Stroke-Immune Pathways and Cognitive Trajectory (Stroke-IMPaCT)

Investigating the mechanisms behind post-stroke cognitive decline.

 

 

Post-stroke cognitive decline is one of the most distressing complications in stroke survivors and a top priority for stroke research. It occurs in up to a third of those affected by stroke within five years. It impacts significantly on quality of life, the ability to work and normal daily activities.

 

Stroke also doubles the risk of later cognitive decline and dementia, making post-stroke cognitive decline an unaddressed and important component of vascular dementia.

Stroke-IMPaCT is a network of European and North American researchers who are working together to discover how inflammation and immune responses contribute to post-stroke cognitive decline. We want to help develop treatments that completely stop or reduce a person’s risk of developing dementia after a stroke.

Although there are currently no treatments for post-stroke cognitive decline, recent studies by our team suggest that the mechanisms are understandable and potentially treatable, forming the basis for our future research.

Our aims

We aim to:

  • Better understand how inflammation and changes to the way that immune cells function after someone has had a stroke contribute towards a person experiencing cognitive decline.
  • Better understand how conditions that commonly affect people who have a stroke or dementia, such as high blood pressure and diseases of blood vessels, affects recovery after a stroke.
  • Better understand how infections affect recovery after a stroke.
  • Discover how we might prevent cognitive decline after a stroke.
  • Train young researchers as the next generation of leading scientists in the field.
  • Increase international expertise and develop new global collaborations to help further our research.

 

Information for participants

See information for people taking part in our studies.

Pre-clinical research

Find out about our lab-based research.

Clinical research

Find out about our clinical study with eligible patients.

Blog

See updates on our research and read personal perspectives from our team.

 

 

Our team

Our researchers are from eight different universities across Europe and North America.

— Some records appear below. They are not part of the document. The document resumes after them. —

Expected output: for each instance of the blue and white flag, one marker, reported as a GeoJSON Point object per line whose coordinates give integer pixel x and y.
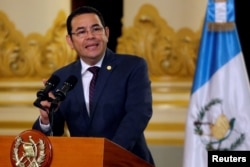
{"type": "Point", "coordinates": [218, 116]}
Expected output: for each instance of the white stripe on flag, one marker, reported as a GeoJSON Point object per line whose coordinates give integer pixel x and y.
{"type": "Point", "coordinates": [220, 12]}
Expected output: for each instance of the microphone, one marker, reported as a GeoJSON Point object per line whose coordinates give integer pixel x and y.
{"type": "Point", "coordinates": [69, 84]}
{"type": "Point", "coordinates": [43, 93]}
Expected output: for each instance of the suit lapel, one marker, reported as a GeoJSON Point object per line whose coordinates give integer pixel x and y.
{"type": "Point", "coordinates": [108, 66]}
{"type": "Point", "coordinates": [79, 94]}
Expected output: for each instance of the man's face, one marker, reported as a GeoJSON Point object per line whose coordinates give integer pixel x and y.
{"type": "Point", "coordinates": [89, 37]}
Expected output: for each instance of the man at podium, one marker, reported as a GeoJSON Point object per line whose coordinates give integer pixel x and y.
{"type": "Point", "coordinates": [111, 94]}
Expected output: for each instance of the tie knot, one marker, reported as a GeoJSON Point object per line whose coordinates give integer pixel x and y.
{"type": "Point", "coordinates": [93, 69]}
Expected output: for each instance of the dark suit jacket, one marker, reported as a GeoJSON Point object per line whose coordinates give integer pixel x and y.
{"type": "Point", "coordinates": [122, 104]}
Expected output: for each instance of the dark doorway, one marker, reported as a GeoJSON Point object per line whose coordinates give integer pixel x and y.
{"type": "Point", "coordinates": [242, 12]}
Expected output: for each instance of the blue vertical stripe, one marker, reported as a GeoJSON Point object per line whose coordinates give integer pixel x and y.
{"type": "Point", "coordinates": [216, 48]}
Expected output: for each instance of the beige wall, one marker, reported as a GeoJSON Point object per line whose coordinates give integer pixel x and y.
{"type": "Point", "coordinates": [33, 15]}
{"type": "Point", "coordinates": [168, 120]}
{"type": "Point", "coordinates": [178, 13]}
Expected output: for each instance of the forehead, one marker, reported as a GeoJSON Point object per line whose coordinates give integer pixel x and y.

They are all scientific experts who specialise in research areas including stroke, inflammation, immunology (the study of the immune system), cognitive decline and clinical research.

View a list of our members and their labs.

You can read posts by members of our research team on our blog.

Vacancies

Natalie Kate Moss Research Fellowship in Brain Haemorrhage

Applications are invited for the Natalie Kate Moss (NKM) Research Fellowship in Brain Haemorrhage, aimed at an outstanding scientist at an early stage in their academic career (i.e. within seven years of PhD submission).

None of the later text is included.